Seconda Indagine Nazionale sul maltrattamento di bambini e adolescenti in Italia

Sono 401.766 i bambini e ragazzi presi in carico dai Servizi Sociali in Italia, 77.493 dei quali sono vittime di maltrattamento. L’indagine è dettata dalla necessità di allineare l’Italia agli altri Paesi per rispondere alle raccomanda­zioni internazionali e alle sollecitazioni del Comitato ONU per i diritti dell’Infanzia

Questi i primi e pesanti dati che emergono dalle pagine della Seconda Indagine Nazionale sul maltrattamento dei bambini e degli adolescenti in Italia, condotta da Terre des Hommes e dal Coordinamento Italiano dei Servizi contro il Maltrattamento e l’Abuso all’Infanzia, per l’AGIA. L’indagine è stata realizzata fra Luglio 2019 e Marzo 2020 e si conferma un’esperienza robusta e significativa dal punto di vista statistico, in quanto ha coperto un bacino effettivo di 2,1 milioni di minorenni residenti nei 196 Comuni italiani coinvolti e selezionati dall’ISTAT.

L’Indagine costituisce una proposta concreta affinché anche il nostro Paese possa adottare politiche efficaci contro la violenza in danno di bambini e bambine, a cominciare dalla messa in atto di adeguati strumenti conoscitivi e di azioni di prevenzione di un fenomeno che insiste in modo preoccupante su tutto il territorio nazionale.

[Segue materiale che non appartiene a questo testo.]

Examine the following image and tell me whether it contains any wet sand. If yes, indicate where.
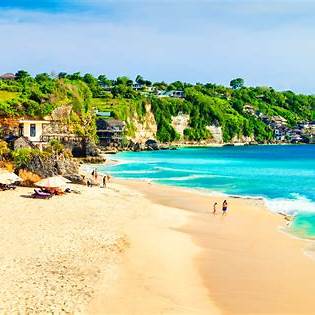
[120,182,315,315]
[0,180,315,315]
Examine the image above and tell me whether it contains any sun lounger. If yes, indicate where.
[31,189,53,199]
[0,184,16,190]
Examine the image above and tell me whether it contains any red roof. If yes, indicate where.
[0,73,15,80]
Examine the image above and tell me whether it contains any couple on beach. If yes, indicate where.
[212,200,227,215]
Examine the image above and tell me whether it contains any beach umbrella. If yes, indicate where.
[0,170,22,185]
[35,176,67,188]
[58,175,71,184]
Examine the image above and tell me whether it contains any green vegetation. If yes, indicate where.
[0,71,315,142]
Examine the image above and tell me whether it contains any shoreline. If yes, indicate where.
[118,180,315,315]
[0,179,315,315]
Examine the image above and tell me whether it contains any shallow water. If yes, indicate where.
[99,145,315,237]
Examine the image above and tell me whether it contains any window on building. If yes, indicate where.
[30,124,36,137]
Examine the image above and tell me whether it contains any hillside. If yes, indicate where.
[0,71,315,143]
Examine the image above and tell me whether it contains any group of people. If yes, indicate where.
[212,200,228,215]
[86,169,111,188]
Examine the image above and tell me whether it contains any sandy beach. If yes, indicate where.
[0,180,315,315]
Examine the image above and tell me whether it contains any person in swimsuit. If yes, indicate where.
[222,200,227,215]
[212,202,218,215]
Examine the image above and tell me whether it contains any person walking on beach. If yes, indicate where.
[212,202,218,215]
[222,200,227,215]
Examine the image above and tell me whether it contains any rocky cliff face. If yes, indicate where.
[128,104,157,144]
[206,125,223,143]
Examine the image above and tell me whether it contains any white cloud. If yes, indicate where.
[0,3,315,93]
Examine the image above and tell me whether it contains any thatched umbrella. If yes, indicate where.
[0,170,22,185]
[35,176,67,188]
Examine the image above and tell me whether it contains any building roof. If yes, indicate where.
[0,73,15,80]
[105,119,125,128]
[95,110,111,117]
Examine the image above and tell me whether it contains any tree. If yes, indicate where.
[230,78,244,90]
[58,72,67,79]
[0,140,10,161]
[136,74,145,84]
[15,70,31,81]
[97,74,112,87]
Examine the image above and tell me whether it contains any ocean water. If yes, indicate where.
[99,145,315,237]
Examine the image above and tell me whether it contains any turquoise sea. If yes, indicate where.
[99,145,315,237]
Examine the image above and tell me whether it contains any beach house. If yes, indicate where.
[96,118,125,147]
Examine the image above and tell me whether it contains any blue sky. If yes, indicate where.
[0,0,315,94]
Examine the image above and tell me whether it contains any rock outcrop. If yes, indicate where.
[127,103,157,144]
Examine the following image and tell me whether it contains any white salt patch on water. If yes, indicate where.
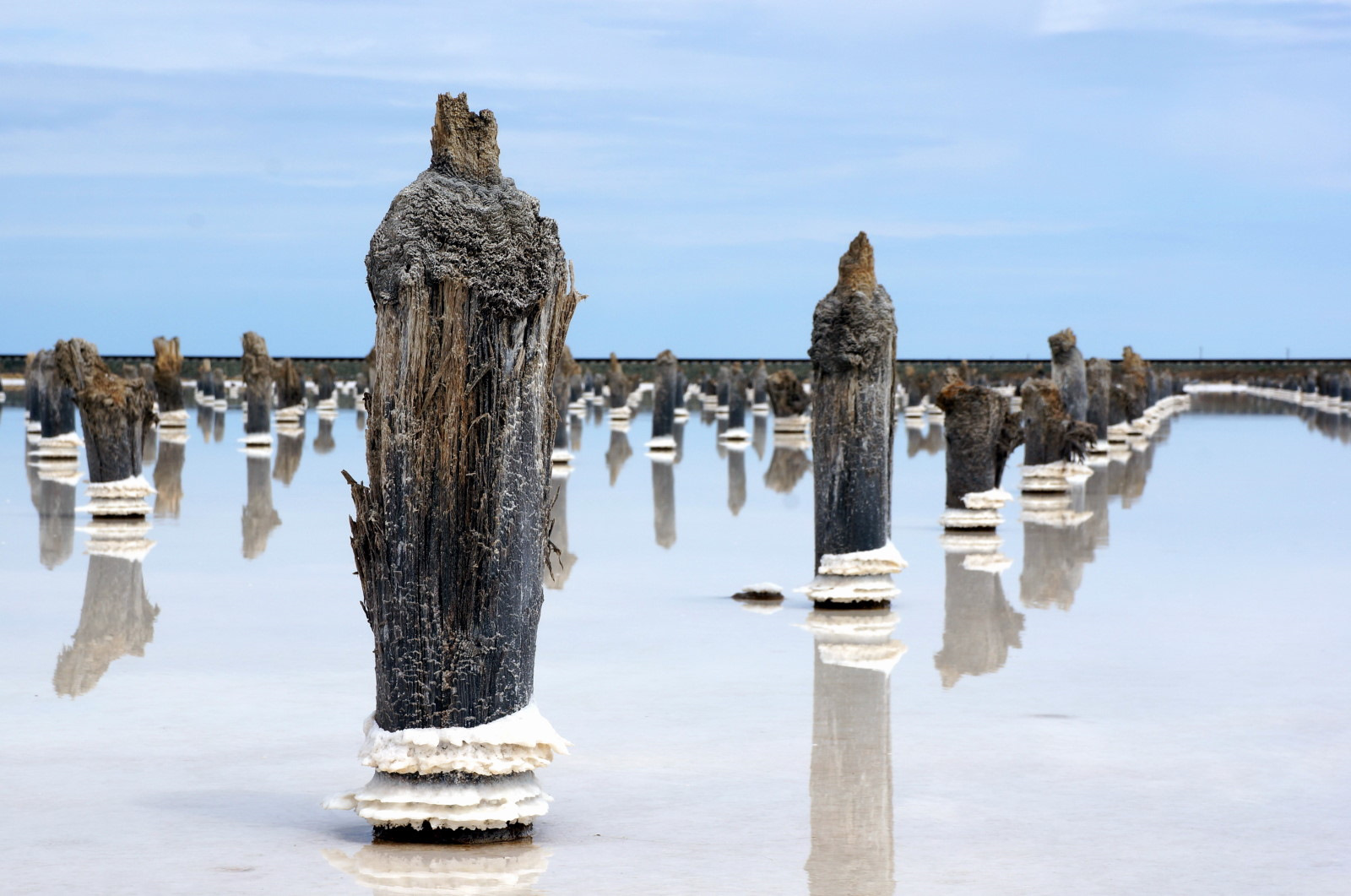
[816,540,908,576]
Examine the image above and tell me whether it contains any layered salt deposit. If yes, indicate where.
[358,704,567,774]
[323,772,549,830]
[816,542,909,576]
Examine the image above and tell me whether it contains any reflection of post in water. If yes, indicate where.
[804,610,905,896]
[324,840,549,896]
[52,551,160,698]
[650,453,676,547]
[605,426,633,486]
[313,414,336,454]
[727,442,746,516]
[765,434,812,495]
[934,553,1023,688]
[241,448,281,560]
[545,470,575,590]
[272,426,306,486]
[1018,486,1105,610]
[154,430,187,519]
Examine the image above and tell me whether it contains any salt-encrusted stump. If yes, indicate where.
[802,610,905,896]
[315,363,338,410]
[56,339,154,519]
[605,427,632,488]
[1022,380,1097,511]
[328,95,581,844]
[154,336,187,430]
[605,351,633,426]
[765,367,811,437]
[52,549,160,698]
[648,454,676,549]
[239,452,281,560]
[32,349,82,470]
[751,360,768,416]
[934,553,1024,688]
[545,464,577,590]
[647,349,680,453]
[273,358,306,432]
[808,232,905,605]
[1085,358,1112,455]
[1047,327,1089,421]
[936,380,1017,531]
[241,329,273,448]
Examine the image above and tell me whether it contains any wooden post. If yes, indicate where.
[647,349,680,452]
[765,367,811,437]
[241,329,273,448]
[272,358,306,432]
[56,339,154,518]
[936,380,1018,533]
[934,553,1024,688]
[1047,327,1089,421]
[329,89,583,844]
[154,336,187,430]
[808,232,905,605]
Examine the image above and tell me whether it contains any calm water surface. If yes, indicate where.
[0,394,1351,896]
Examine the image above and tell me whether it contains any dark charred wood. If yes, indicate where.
[56,339,154,482]
[936,381,1008,509]
[808,232,896,563]
[349,95,581,740]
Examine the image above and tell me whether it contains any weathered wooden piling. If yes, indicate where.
[154,336,187,430]
[808,232,905,604]
[54,339,154,518]
[1047,327,1089,421]
[272,358,306,432]
[647,349,680,453]
[936,380,1017,531]
[241,329,274,448]
[765,367,811,435]
[328,95,581,844]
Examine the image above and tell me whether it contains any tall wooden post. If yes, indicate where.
[329,93,581,844]
[154,336,187,430]
[241,329,273,448]
[808,232,905,605]
[56,339,154,519]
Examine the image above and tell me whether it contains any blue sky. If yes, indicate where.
[0,0,1351,358]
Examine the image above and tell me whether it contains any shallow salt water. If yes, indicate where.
[0,394,1351,896]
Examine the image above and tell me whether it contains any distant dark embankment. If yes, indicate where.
[0,354,1351,383]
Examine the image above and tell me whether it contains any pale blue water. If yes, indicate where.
[0,396,1351,896]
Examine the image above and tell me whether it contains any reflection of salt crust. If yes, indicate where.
[1020,507,1093,529]
[160,410,187,430]
[360,704,567,774]
[732,581,784,600]
[324,772,549,830]
[937,529,1004,554]
[816,641,907,675]
[962,488,1013,511]
[85,475,155,499]
[795,576,901,604]
[962,553,1013,574]
[816,542,909,576]
[323,840,550,896]
[937,507,1004,529]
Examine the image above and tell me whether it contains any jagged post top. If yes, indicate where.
[431,93,502,181]
[1047,327,1078,361]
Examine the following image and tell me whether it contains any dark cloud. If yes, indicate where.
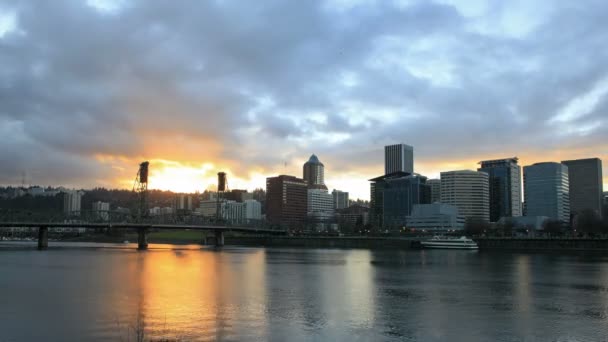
[0,0,608,192]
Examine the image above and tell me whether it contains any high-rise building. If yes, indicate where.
[303,154,327,190]
[91,201,110,221]
[384,144,414,175]
[307,189,335,223]
[441,170,490,221]
[63,190,82,216]
[477,157,522,222]
[331,189,348,209]
[426,179,441,203]
[174,194,192,211]
[266,175,308,229]
[222,199,262,224]
[370,172,431,229]
[524,162,570,224]
[407,203,465,232]
[562,158,604,217]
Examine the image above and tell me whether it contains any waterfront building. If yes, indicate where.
[303,154,327,190]
[266,175,308,229]
[477,157,522,222]
[370,172,431,229]
[221,200,262,224]
[384,144,414,175]
[331,189,348,209]
[198,199,226,217]
[562,158,604,218]
[426,179,441,203]
[498,216,549,231]
[406,203,465,232]
[175,195,192,211]
[524,162,570,224]
[441,170,490,221]
[336,204,369,231]
[91,201,110,221]
[307,189,335,226]
[63,190,83,216]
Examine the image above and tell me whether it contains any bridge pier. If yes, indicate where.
[215,230,224,247]
[38,227,49,251]
[137,227,148,251]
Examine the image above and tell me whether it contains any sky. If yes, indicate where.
[0,0,608,199]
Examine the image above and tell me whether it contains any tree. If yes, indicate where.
[464,217,490,236]
[574,210,602,235]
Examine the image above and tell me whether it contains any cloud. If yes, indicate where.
[0,0,608,197]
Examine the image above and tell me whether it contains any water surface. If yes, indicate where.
[0,243,608,341]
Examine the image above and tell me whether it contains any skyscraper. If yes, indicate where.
[304,154,327,190]
[426,179,441,203]
[331,189,348,209]
[477,157,522,222]
[562,158,604,217]
[370,172,431,229]
[384,144,414,175]
[63,190,82,216]
[441,170,490,221]
[524,162,570,223]
[266,175,308,228]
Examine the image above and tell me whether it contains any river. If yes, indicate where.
[0,243,608,341]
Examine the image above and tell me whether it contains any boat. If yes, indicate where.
[420,236,479,249]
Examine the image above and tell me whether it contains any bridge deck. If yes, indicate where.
[0,222,286,234]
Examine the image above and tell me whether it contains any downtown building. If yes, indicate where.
[63,190,83,216]
[441,170,490,222]
[302,154,335,231]
[331,189,348,210]
[426,179,441,203]
[221,199,262,224]
[562,158,604,218]
[524,162,570,224]
[406,203,465,232]
[91,201,110,221]
[266,175,308,229]
[369,172,431,230]
[384,144,414,175]
[477,157,523,222]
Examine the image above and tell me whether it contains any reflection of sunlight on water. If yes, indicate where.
[125,247,265,340]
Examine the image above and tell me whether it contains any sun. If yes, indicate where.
[148,160,215,193]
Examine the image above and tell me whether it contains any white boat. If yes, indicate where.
[420,236,479,249]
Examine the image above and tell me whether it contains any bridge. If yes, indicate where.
[0,211,287,250]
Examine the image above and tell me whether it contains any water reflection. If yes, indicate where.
[0,246,608,341]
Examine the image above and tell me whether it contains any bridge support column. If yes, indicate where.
[215,230,224,247]
[38,227,49,250]
[137,227,148,251]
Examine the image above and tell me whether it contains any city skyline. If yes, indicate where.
[0,0,608,199]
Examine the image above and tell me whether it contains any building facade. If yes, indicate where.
[303,154,327,190]
[331,189,348,209]
[477,157,523,222]
[63,190,82,216]
[307,189,335,229]
[266,175,308,229]
[441,170,490,221]
[406,203,465,232]
[562,158,604,217]
[91,201,110,221]
[384,144,414,175]
[524,162,570,224]
[426,179,441,203]
[370,172,431,230]
[336,204,369,232]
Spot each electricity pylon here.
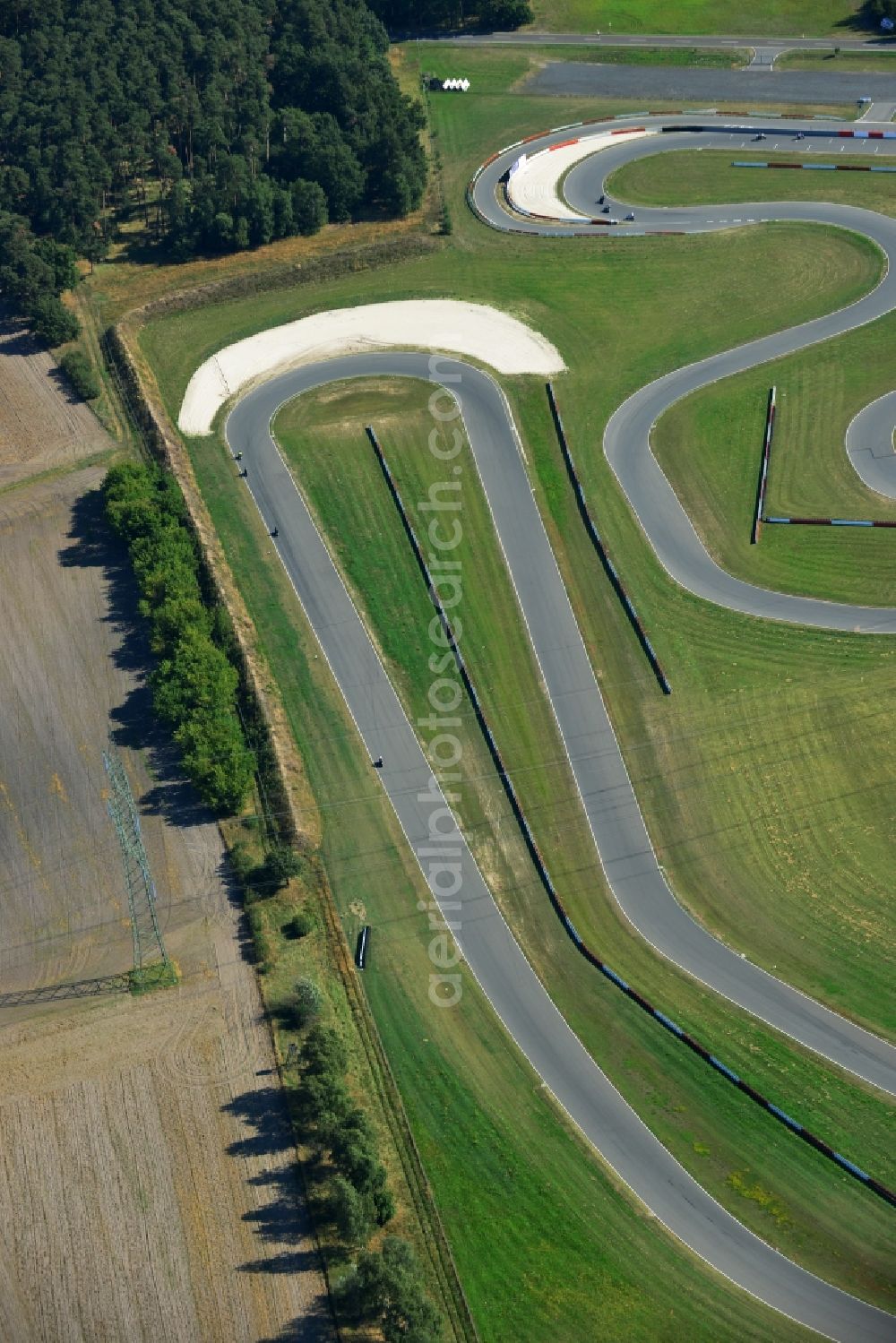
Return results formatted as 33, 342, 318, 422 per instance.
102, 737, 168, 971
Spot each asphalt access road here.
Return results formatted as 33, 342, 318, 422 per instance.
437, 28, 896, 52
522, 55, 896, 108
474, 116, 896, 628
226, 353, 893, 1343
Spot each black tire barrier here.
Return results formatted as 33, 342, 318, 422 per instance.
546, 383, 672, 694
731, 159, 896, 172
763, 517, 896, 527
366, 426, 896, 1208
750, 387, 777, 546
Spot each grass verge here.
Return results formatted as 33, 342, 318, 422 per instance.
131, 55, 892, 1339
532, 0, 874, 38
264, 380, 891, 1292
185, 418, 809, 1343
607, 149, 896, 215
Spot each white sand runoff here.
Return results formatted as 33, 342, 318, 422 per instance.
177, 298, 565, 434
508, 129, 657, 224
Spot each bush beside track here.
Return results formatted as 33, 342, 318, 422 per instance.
366, 425, 896, 1208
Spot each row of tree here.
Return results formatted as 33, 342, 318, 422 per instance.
0, 211, 81, 345
297, 1025, 442, 1343
0, 0, 426, 264
103, 463, 255, 814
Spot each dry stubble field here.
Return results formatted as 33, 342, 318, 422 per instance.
0, 328, 331, 1343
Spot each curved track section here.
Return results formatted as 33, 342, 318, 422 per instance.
847, 392, 896, 500
226, 353, 893, 1343
480, 116, 896, 634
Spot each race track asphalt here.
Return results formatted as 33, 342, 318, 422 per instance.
847, 392, 896, 500
226, 353, 893, 1343
217, 115, 896, 1343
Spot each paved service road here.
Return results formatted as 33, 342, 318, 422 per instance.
226, 353, 893, 1343
524, 55, 896, 108
474, 114, 896, 631
443, 30, 896, 54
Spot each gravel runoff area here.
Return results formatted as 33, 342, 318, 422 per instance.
508, 130, 659, 223
177, 298, 565, 434
524, 60, 893, 108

La forma di maltrattamento principale, infatti, è rappresentata dalla patologia delle cure (incuria, discuria e ipercura) di cui è vittima il 40,7% dei minorenni in carico ai Servizi Sociali, seguita dalla violenza assistita (32,4%). Il 14,1% dei minorenni è invece vittima di maltrattamento psicologico, mentre il maltrattamento fisi­co è registrato nel 9,6% dei casi e l’abuso sessuale nel 3,5%. Quanto alla fonte della segnalazione del maltrattamento, per la maggior parte dei casi, è l’Autorità Giudiziaria ad attivarsi in tal senso (42,6%). Seguono agli ultimi posti Ospedali e Pediatri. L’intervento dei Servizi Sociali risulta più frequente al Nord che al Sud e nel 65,6% dei casi ha una durata maggiore di 2 anni.

Donatella Vergari, Presidente Terre des Hommes, ha dichiarato: «L’infanzia deve tornare ad essere una priorità delle agende politiche per garantire diritti, protezione e cura a tutti i bambini, specialmente ai più fragili. E l’ideazione e programmazione di politiche efficaci passa necessariamente da una valutazione scientifica e continuativa dei dati. Ne va del benessere, della cura e dei diritti dei nostri bambini e delle nostre bambine e quindi anche del futuro del nostro Paese».

Per Giovanni Visci, Presidente del Coordinamento Italiano dei Servizi contro il Maltrattamento e l’Abuso all’Infanzia «Ospedali e Pediatri continuano ad essere latitanti. Rivolgiamo, dunque, un appello affinché questa sia l’ultima  indagine che viene proposta nel silenzio delle Istituzioni e ci auguriamo che presto sia predisposto un sistema di monitoraggio nazionale che consenta davvero di programmare i Servizi a tutela dei minori di età».